Marwood (Mistress), jilted by Fainall, and soured against the whole male sex. She says, “I have done hating those vipers—men, and am now come to despise them;” but she thinks of marrying to keep her husband “on the rack of fear and jealousy.”—W. Congreve, The Way of the World (1700).

Mary, the pretty housemaid of the worshipful, the mayor of Ipswich (Nupkins). When Arabella Allen marries Mr. Winkle, Mary enters her service; but eventually marries Sam Weller, and lives at Dulwich, as Mr. Pickwick’s housekeeper.—C. Dickens, The Pickwick Papers (1836).

Mary, niece of Valentine, and his sister Alice. In love with Mons. Thomas.—Beaumont and Fletcher, Mons. Thomas (1619).

Mary. The queen’s Marys, four young ladies of quality, of the same age as Mary, afterwards “queen of Scots.” They embarked with her in 1548, on board the French galleys, and were destined to be her playmates in childhood, and her companions when she grew up.
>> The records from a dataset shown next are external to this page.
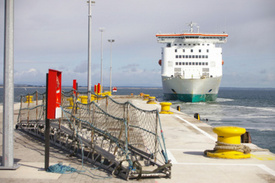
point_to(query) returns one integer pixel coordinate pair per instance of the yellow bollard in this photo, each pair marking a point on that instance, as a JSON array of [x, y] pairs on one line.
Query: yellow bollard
[[151, 100], [84, 99], [165, 108], [93, 97], [229, 144], [29, 99], [108, 93], [146, 97], [71, 100]]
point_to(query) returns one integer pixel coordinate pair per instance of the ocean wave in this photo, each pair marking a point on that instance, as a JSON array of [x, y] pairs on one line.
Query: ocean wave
[[224, 100]]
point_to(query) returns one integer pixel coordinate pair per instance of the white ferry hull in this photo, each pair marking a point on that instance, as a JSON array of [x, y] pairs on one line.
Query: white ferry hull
[[191, 90]]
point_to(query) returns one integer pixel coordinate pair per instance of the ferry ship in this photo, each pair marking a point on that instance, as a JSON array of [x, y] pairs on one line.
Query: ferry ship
[[191, 65]]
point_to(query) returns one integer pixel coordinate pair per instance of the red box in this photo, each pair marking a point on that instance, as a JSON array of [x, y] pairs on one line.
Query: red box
[[54, 94]]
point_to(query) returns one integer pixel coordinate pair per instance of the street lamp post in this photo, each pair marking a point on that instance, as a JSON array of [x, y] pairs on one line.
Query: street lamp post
[[89, 80], [111, 41], [101, 72]]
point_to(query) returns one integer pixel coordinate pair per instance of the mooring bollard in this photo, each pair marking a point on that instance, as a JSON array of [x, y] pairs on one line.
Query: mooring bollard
[[29, 99], [84, 99], [229, 144], [165, 108], [197, 116], [146, 97], [152, 100]]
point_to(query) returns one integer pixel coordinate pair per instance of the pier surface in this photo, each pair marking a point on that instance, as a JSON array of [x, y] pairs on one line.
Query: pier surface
[[186, 140]]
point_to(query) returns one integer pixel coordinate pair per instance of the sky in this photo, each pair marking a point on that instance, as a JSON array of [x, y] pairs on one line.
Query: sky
[[53, 34]]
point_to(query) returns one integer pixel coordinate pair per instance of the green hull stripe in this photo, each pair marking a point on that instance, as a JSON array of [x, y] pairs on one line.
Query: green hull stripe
[[191, 97]]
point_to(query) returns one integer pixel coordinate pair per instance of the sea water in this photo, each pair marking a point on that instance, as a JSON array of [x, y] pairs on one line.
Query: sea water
[[252, 109]]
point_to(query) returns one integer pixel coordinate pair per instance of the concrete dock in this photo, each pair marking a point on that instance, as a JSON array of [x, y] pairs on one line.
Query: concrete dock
[[186, 140]]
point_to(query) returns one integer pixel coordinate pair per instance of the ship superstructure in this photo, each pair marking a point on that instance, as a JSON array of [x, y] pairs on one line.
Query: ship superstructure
[[191, 65]]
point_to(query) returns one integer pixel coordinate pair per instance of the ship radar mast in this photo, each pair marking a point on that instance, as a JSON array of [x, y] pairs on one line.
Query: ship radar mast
[[191, 24]]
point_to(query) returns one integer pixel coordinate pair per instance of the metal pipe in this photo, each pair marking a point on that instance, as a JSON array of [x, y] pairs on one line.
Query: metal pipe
[[8, 103]]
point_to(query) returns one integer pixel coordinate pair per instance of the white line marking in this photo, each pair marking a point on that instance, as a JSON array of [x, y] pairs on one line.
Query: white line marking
[[197, 128], [269, 170]]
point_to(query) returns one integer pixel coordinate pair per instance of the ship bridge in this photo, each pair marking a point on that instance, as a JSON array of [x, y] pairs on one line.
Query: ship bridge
[[192, 38]]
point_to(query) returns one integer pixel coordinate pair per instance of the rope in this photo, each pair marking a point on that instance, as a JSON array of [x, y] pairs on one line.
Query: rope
[[62, 169], [122, 124]]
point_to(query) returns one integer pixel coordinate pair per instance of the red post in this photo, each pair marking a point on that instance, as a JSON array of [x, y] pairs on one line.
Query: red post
[[54, 94], [98, 88], [74, 86]]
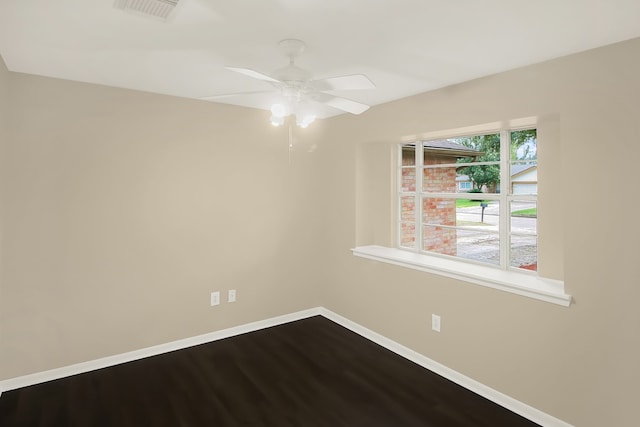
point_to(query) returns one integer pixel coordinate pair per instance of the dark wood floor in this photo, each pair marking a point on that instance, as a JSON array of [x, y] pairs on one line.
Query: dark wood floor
[[308, 373]]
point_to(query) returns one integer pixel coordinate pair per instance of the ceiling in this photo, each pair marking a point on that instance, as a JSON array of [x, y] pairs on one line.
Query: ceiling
[[405, 47]]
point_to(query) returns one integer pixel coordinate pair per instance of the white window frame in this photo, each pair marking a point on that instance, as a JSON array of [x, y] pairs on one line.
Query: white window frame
[[513, 280]]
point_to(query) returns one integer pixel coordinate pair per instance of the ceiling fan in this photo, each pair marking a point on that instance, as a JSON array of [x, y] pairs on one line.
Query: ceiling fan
[[298, 90]]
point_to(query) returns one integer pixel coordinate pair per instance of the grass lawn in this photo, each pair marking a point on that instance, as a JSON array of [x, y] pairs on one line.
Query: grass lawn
[[533, 212], [465, 203]]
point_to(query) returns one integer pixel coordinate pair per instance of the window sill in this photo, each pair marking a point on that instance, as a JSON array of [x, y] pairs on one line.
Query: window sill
[[509, 281]]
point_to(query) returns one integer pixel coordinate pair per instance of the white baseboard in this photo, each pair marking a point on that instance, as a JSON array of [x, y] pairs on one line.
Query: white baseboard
[[105, 362], [501, 399]]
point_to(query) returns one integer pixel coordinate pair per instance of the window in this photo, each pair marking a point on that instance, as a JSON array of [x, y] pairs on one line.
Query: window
[[471, 198], [464, 185]]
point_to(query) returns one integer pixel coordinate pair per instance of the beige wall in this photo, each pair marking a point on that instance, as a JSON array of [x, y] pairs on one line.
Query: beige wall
[[579, 364], [124, 210], [4, 112]]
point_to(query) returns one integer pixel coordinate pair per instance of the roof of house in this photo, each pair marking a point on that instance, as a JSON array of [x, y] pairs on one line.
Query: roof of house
[[520, 168], [449, 148]]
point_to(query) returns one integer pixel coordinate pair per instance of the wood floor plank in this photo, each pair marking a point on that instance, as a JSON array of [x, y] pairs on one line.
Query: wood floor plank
[[308, 373]]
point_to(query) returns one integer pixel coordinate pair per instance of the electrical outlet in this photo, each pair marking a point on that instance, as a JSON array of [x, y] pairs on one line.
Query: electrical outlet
[[215, 298], [435, 322]]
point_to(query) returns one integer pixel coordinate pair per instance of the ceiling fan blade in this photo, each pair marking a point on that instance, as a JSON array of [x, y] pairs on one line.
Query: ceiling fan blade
[[229, 95], [343, 104], [254, 74], [352, 82]]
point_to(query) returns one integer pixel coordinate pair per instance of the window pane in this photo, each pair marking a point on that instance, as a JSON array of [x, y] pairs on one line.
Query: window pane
[[438, 211], [524, 217], [475, 245], [524, 166], [441, 240], [524, 252], [478, 213], [408, 179], [408, 235], [408, 155], [407, 208], [479, 246], [524, 145]]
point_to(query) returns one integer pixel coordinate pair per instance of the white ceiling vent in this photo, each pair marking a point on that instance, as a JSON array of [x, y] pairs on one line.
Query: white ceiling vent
[[155, 8]]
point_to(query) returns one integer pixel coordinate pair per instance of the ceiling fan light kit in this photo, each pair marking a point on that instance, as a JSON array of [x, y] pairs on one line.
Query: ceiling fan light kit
[[155, 8], [298, 91]]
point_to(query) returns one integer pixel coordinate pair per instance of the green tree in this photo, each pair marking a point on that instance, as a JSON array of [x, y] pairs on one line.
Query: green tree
[[522, 148]]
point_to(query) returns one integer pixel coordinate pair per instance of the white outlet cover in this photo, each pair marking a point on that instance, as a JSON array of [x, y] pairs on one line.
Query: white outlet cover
[[215, 298], [435, 322]]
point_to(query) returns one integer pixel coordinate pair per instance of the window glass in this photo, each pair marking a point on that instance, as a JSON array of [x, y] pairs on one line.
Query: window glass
[[463, 198]]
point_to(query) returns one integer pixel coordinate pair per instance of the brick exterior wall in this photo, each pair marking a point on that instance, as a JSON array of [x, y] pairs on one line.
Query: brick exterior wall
[[439, 210], [434, 210]]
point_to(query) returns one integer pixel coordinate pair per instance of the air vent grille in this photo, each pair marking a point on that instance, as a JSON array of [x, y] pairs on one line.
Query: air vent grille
[[156, 8]]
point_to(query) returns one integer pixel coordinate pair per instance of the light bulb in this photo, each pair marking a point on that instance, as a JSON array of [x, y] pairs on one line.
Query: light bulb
[[277, 120], [305, 120], [278, 110]]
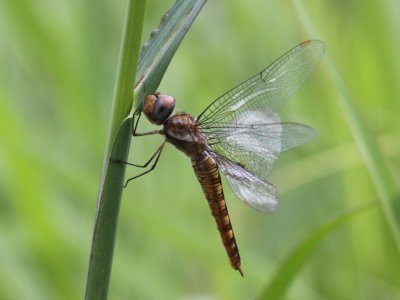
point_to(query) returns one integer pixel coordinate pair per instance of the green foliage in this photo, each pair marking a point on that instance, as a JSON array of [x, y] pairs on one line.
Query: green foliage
[[58, 64]]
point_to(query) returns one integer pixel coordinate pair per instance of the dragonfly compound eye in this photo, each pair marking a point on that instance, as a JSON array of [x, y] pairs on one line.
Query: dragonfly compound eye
[[158, 108], [163, 108]]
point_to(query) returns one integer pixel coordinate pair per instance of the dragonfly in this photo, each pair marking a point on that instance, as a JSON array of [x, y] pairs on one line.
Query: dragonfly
[[240, 134]]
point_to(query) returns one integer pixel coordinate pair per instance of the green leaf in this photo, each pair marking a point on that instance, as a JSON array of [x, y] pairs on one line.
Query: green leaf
[[113, 175], [156, 54], [293, 262], [154, 60]]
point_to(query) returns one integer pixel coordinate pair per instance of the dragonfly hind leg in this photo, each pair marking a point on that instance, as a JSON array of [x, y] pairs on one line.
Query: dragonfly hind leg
[[154, 158]]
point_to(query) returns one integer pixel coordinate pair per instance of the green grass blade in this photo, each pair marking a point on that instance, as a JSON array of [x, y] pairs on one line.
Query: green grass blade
[[156, 54], [292, 263], [388, 191], [154, 60], [113, 175]]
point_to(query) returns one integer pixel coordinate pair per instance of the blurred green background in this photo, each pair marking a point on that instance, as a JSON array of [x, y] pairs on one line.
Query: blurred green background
[[58, 61]]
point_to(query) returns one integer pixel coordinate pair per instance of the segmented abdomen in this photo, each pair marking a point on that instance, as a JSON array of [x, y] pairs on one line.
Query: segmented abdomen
[[207, 173]]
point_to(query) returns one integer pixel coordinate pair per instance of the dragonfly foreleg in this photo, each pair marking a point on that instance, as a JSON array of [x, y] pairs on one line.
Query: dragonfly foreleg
[[155, 157]]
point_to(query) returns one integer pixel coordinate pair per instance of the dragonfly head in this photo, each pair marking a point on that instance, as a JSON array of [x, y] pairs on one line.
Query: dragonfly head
[[158, 107]]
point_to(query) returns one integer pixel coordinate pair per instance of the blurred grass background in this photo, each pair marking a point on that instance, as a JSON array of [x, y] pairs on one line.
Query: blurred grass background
[[58, 61]]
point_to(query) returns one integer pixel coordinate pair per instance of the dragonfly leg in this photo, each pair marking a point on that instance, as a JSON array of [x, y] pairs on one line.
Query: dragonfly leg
[[155, 157], [135, 123]]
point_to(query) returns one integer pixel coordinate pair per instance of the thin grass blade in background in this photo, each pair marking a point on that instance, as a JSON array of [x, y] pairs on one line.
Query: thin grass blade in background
[[388, 191], [294, 261]]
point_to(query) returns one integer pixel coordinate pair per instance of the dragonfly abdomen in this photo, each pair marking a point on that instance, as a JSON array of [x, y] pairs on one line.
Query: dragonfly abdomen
[[207, 173]]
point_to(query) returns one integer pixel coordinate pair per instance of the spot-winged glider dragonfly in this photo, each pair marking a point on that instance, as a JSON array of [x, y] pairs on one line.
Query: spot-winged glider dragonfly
[[239, 133]]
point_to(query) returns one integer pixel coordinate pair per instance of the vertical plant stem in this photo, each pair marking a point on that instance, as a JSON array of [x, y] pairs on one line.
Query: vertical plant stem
[[118, 142], [383, 180]]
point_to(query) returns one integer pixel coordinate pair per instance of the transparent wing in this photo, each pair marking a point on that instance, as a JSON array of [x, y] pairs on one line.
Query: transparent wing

Their names were Mary Beaton (or Bethune), Mary Livingston (or Leuison), Mary Fleming (or Flemyng), and Mary Seaton (Seton or Seyton).

*** Mary Carmichael has no place in authentic history, although an old ballad says:

Yestrien the queen had four Marys;
This night she’ll hae but three:
There was Mary Beaton, and Mary Seaton,
And Mary Carmichael, and me.

*** One of Whyte Melville’s novels is called The Queen’s Marys.

Mary Anne, a slang name for the guillotine; also called L’abbaye de monte-à-regret (“the mountain of mournful ascent”). (See Marianne.)

Mary Anne, a generic name for a secret republican society in France. See Marianne.)—B. Disraeli, Lothair.

Mary Anne was the red-name for the republic years ago, and there always was a sort of myth that these secret societies had been founded by a woman.